Alessandro Sbaffo

Personal information
- Date of birth: 2 August 1990 (age 35)
- Place of birth: Loreto, Italy
- Height: 1.88 m (6 ft 2 in)
- Position: Midfielder

Team information
- Current team: Siracusa
- Number: 7

Youth career
- 1998–2007: Portorecanati
- 2007–2010: Chievo

Senior career*
- Years: Team / Apps / (Gls)
- 2010–2016: Chievo / 2 / (0)
- 2010–2011: → Piacenza (loan) / 14 / (0)
- 2011–2012: → Ascoli (loan) / 32 / (3)
- 2013–2014: → Reggina (loan) / 30 / (2)
- 2014–2015: → Latina (loan) / 12 / (0)
- 2015: → Avellino (loan) / 14 / (2)
- 2015–2016: → Como (loan) / 10 / (2)
- 2016–2017: Avellino / 11 / (0)
- 2016–2017: → Reggiana (loan) / 25 / (2)
- 2017–2019: AlbinoLeffe / 59 / (9)
- 2019–2020: Gubbio / 20 / (5)
- 2020: → Arzignano (loan) / 3 / (0)
- 2020–2025: Recanatese / 131 / (61)
- 2025–2026: Sambenedettese / 29 / (2)
- 2026–: Siracusa / 16 / (3)

International career
- 2011: Italy U21 Serie B / 1 / (0)

= Alessandro Sbaffo =

Italian footballer (born 1990)

Alessandro Sbaffo (born 27 August 1990) is an Italian footballer who plays as a midfielder for club Siracusa.

==Career==
He made his Serie A debut for Chievo on 28 March 2010 in a game against Parma.

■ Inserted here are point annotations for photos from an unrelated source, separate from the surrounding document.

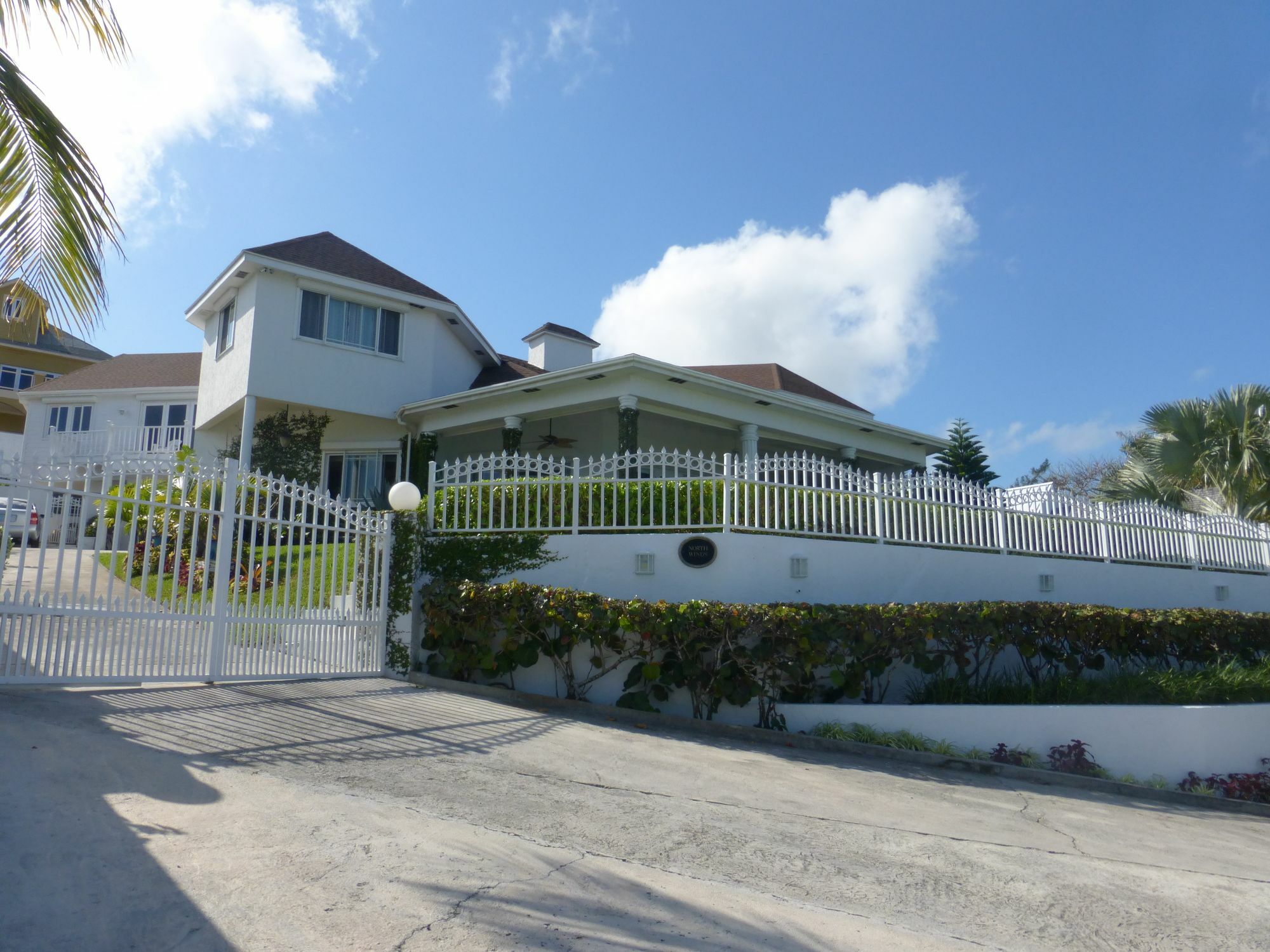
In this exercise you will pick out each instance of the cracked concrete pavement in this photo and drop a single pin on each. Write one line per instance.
(371, 816)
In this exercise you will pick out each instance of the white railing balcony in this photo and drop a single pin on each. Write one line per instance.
(114, 441)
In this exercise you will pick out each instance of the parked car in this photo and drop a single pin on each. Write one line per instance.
(21, 520)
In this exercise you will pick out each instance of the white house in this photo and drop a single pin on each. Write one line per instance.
(129, 406)
(317, 324)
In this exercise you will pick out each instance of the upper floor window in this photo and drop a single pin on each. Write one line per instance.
(326, 318)
(76, 420)
(225, 329)
(17, 378)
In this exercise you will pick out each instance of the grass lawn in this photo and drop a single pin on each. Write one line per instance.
(322, 569)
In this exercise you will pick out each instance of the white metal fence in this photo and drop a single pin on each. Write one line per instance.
(803, 496)
(152, 569)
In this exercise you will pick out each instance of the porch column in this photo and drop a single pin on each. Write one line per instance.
(248, 433)
(514, 427)
(628, 423)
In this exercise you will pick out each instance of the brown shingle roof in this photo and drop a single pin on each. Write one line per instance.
(130, 371)
(511, 369)
(552, 328)
(328, 253)
(773, 376)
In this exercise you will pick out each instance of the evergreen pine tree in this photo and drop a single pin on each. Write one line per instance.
(965, 456)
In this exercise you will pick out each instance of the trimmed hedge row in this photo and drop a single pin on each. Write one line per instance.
(798, 653)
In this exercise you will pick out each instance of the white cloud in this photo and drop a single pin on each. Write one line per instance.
(512, 56)
(571, 44)
(1257, 138)
(214, 69)
(846, 305)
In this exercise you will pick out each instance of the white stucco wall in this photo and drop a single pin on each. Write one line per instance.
(754, 568)
(119, 408)
(272, 362)
(224, 380)
(1139, 739)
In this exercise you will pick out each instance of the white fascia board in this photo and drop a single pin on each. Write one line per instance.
(213, 290)
(100, 394)
(637, 364)
(361, 288)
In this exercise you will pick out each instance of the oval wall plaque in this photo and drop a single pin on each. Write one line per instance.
(698, 552)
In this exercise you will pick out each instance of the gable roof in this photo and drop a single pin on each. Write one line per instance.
(130, 373)
(511, 369)
(773, 376)
(330, 253)
(63, 342)
(561, 331)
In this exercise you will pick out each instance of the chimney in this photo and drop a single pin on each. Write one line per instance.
(554, 347)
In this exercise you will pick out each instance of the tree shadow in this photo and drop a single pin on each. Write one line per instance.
(77, 875)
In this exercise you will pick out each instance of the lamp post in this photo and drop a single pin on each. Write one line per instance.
(404, 497)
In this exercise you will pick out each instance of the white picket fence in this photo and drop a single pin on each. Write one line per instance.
(164, 569)
(656, 491)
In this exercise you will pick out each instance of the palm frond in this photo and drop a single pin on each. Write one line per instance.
(93, 20)
(55, 216)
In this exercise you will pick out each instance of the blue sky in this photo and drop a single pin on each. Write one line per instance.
(1086, 233)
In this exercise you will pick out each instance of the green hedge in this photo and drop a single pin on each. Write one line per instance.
(740, 653)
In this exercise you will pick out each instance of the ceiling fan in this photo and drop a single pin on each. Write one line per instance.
(551, 440)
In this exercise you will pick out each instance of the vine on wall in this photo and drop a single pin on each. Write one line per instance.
(735, 654)
(628, 430)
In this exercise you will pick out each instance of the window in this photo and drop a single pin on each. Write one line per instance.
(360, 475)
(20, 378)
(340, 322)
(225, 329)
(164, 426)
(77, 420)
(391, 333)
(312, 307)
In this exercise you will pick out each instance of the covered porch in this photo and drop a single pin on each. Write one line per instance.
(625, 404)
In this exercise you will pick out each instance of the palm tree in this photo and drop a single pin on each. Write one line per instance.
(55, 216)
(1210, 456)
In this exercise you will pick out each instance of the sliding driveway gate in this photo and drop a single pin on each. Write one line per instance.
(171, 571)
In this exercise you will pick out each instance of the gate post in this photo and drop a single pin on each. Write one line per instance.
(228, 519)
(432, 494)
(385, 581)
(727, 492)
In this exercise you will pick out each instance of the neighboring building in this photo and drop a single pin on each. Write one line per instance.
(130, 406)
(317, 324)
(30, 356)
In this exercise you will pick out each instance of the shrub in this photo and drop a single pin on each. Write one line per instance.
(1254, 788)
(1015, 757)
(719, 653)
(1219, 684)
(1075, 758)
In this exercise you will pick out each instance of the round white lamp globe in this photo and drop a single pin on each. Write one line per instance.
(404, 497)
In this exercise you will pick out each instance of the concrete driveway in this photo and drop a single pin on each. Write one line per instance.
(371, 816)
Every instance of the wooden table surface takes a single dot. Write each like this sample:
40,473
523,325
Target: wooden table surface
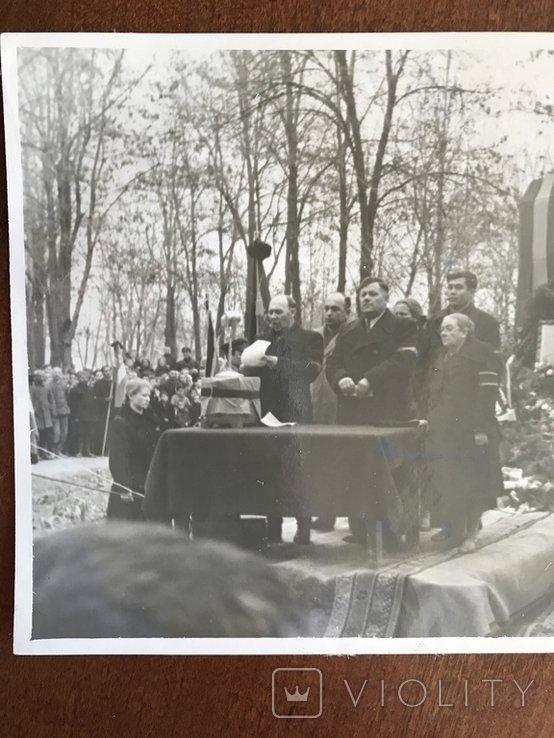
138,696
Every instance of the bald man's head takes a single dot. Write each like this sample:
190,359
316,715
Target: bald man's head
336,308
281,312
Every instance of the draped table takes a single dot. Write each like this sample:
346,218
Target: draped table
357,471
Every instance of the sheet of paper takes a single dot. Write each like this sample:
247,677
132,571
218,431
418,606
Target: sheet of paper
272,422
252,355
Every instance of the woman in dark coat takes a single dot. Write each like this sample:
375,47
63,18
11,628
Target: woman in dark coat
463,439
133,438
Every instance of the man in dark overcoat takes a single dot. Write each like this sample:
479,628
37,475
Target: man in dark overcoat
372,361
292,362
370,368
463,439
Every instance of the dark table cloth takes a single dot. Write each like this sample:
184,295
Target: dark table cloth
289,471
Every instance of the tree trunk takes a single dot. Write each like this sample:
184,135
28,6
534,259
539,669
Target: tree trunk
347,89
292,263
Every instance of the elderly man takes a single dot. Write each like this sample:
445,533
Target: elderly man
370,368
292,362
460,295
60,419
324,400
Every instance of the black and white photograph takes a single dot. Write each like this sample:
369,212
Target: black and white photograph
283,342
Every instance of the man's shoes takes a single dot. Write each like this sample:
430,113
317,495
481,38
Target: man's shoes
302,537
468,546
323,525
425,522
355,539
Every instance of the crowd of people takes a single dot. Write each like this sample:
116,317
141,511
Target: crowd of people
372,366
71,411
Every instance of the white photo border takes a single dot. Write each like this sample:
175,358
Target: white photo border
23,644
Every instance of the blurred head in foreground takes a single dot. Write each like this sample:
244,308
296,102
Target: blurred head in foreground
146,581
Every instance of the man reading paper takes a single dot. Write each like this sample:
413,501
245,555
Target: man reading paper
291,363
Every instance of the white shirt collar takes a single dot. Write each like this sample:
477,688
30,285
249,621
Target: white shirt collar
374,320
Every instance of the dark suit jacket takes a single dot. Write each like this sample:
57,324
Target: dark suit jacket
386,356
285,390
487,330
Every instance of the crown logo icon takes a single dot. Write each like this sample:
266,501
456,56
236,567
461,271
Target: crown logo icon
296,696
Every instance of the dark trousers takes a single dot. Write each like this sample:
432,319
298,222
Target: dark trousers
45,441
365,532
87,430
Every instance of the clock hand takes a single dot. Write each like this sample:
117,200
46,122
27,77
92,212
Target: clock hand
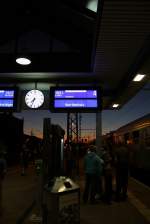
32,101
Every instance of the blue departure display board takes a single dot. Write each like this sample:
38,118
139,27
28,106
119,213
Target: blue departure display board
7,94
8,98
83,99
6,103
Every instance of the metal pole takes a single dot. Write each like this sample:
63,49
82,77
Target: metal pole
98,131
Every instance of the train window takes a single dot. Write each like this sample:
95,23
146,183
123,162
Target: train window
135,135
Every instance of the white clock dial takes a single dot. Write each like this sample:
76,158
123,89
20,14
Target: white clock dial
34,98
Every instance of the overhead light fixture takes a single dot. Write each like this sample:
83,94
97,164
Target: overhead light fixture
92,5
138,77
115,105
23,61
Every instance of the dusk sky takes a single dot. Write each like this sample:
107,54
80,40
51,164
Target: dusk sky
137,107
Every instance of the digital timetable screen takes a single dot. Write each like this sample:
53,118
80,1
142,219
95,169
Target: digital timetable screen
75,99
8,98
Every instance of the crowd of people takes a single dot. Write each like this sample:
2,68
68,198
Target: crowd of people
101,169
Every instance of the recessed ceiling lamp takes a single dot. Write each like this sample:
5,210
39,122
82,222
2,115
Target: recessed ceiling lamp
23,61
115,105
138,77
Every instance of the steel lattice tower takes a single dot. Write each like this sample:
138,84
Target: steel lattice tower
73,127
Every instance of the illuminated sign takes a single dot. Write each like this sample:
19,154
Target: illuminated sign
8,98
85,99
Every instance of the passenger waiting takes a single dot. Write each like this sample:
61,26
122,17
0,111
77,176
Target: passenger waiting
92,168
122,170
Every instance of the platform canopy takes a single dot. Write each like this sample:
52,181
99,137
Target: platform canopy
93,42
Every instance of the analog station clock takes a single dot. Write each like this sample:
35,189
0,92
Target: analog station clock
34,98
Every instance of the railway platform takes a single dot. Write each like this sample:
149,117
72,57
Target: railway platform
19,204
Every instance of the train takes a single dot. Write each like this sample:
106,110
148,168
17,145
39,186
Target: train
136,135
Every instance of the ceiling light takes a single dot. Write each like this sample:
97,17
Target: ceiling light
23,61
138,77
115,105
92,5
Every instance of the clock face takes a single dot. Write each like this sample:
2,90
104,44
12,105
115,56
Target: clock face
34,98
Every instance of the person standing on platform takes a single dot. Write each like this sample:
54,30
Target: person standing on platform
24,159
92,164
122,170
108,160
3,169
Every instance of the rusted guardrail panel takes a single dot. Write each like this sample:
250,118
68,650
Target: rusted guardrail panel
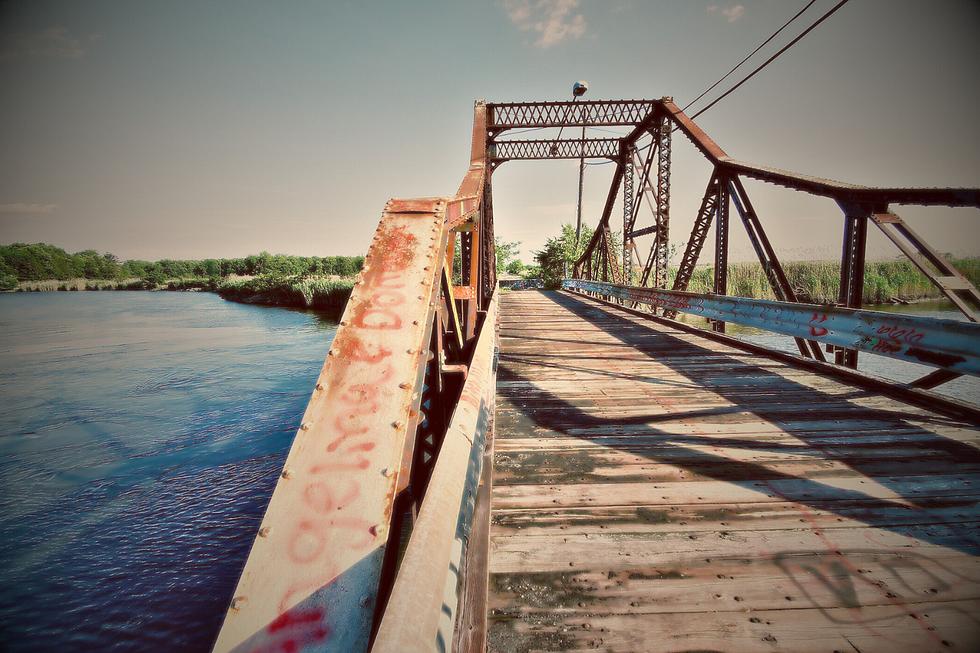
946,344
311,578
421,611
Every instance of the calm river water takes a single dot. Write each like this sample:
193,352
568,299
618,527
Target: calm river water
140,439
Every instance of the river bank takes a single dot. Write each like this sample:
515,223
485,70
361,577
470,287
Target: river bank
329,293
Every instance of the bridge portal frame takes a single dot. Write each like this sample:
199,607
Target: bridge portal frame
326,558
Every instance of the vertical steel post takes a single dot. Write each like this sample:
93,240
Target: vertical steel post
852,268
628,244
663,204
581,182
721,245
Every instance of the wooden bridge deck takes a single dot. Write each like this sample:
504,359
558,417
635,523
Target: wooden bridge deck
657,491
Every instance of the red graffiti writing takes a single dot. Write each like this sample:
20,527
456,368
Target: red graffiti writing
294,630
899,334
815,330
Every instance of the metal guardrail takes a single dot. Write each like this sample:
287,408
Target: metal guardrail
377,424
421,612
946,344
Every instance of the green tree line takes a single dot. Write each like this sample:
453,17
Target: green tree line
33,262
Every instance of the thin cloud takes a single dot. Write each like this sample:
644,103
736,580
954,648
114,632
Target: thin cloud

In summer 2010, Sbaffo left for Piacenza in temporary deal for €600,000 along with Cesare Rickler. Both players later banned due to involvement in 2011–12 Italian football scandal.

Sbaffo left for Ascoli Calcio 1898 in temporary deal in July 2011. He also received a call-up to Italy U21 B team in the first half of the season. On 1 June 2012, FIGC announced that the prosecutor request to ban Sbaffo for 3 years and 3 months. Then Sbaffo made a plea bargain in order to request the ban reduced to 16 months and €100,000 fine.

In 2013, Sbaffo played 2 games for Chievo in pre-season and left for Reggina on 5 August. Sbaffo played his first official game for Reggina in October 2013.

On 26 August 2014, he left for Latina in another temporary deal.

On 4 July 2019, he signed with Gubbio. On 31 January 2020 he moved to Arzignano.

On 8 September 2020, he joined Serie D club Recanatese.